The .380-caliber bullet ripped through her left eye and down through the roof of her mouth on its way to her lung, where it lodged, hard up against her rib cage.

Spinning, she fell to the floor.

There was so much blood. So much blackness.

She slumped and a minute went by. Then, an honest-to-goodness miracle happened: The woman came to her senses and heard God’s own voice, lifting and pulling her through.

“Get up,” the voice said. “Get up, Nancy. Get up!”

Even though she was in shock and grievously wounded, she suddenly knew where she was: lying on the concrete floor of a garage. The garage of a house—her own home—on Bluebonnet Way, in a posh Dallas suburb where only the paranoid locked their front doors and all of her neighbors treated each other’s kids as their own.

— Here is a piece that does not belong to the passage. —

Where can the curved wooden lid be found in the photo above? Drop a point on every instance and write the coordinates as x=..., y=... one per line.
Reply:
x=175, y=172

The woman knew who she was: Nancy Howard, aged fifty-three.

A loving wife. A churchgoer. Above all, a doting mother.

She had to live, for the sake of her kids.

Nancy knew it was August: The concrete felt heavy and warm. And although the floor was slippery with her blood, she started crawling.

“How could this happen?” she said to herself. “Sweet Jesus, how is this happening? And why is it happening to me?”

She needed her phone now to call 911. But her phone was in the purse taken by the man who had shot her.

Left for dead, she was still breathing, although with each breath it got harder and harder. And so she crawled, and as she crawled she thought, My car is here, in the garage.

The car has OnStar.

The OnStar operator can call 911.

Somehow, she managed to open the door. But without her key, which was in her stolen purse, OnStar would not turn on.

“Oh, Jesus, help me,” she said. “Jesus, just give me the strength to stand up!”